I didn’t argue. I just pointed at Sarah and Mark.
“This woman is my wife. That man is her boyfriend. And that kid over there? Her boyfriend’s son.”
“My two-year-old daughter died of meningitis and acute laryngitis. She choked to death.”
“My wife’s a pediatrician. So why did my daughter die? Because this guy called my wife in the middle of the night because his kid had a sniffle.”
“Tell me, officer, does this homewrecker deserve a beating, or not?”
The officer’s mouth snapped shut. He looked at Sarah and Mark, his expression hardening. He cleared his throat, his voice less forceful. “That still doesn’t give you the right to assault someone, sir.”
“How dare you say that! Mark and I are not having an affair! Jason, how many times do I have to tell you?”
Sarah turned to the officer, appealing to his sense of reason. “Officer, they just moved back here, I’m just helping them out. That doesn’t make me an adulterer, does it?”
I said nothing.
The way Sarah hovered over Mark, carefully tending to his bruised ego, spoke volumes.
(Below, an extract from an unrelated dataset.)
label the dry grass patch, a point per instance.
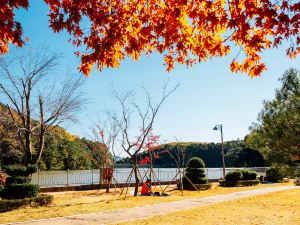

The law couldn’t touch her moral failings. The damage to Mark, however, was visible. I had to pay a fine, a few thousand dollars.
I’d come prepared. I pulled out a wad of cash, all small bills, and threw it in Mark’s face.
“Jason!” Sarah gasped.
I looked her dead in the eye. “There, you’re happy now? Now let’s talk about my issues.”
“Don’t be ridiculous, Jason. Can’t we discuss this at home?”
I stared at her tired face, my voice cold and hard. “We have two cars, Sarah. You drive your Jetta to work every day. Where was my BMW?”
“The night Lily died, where were both our cars?”
Sarah’s eyes darted around the room, her face suddenly pale.
“If our car had been there, maybe a neighbor could have driven us to the hospital.”
I turned to Mark, a sneer twisting my lips. “You had my car, didn’t you?”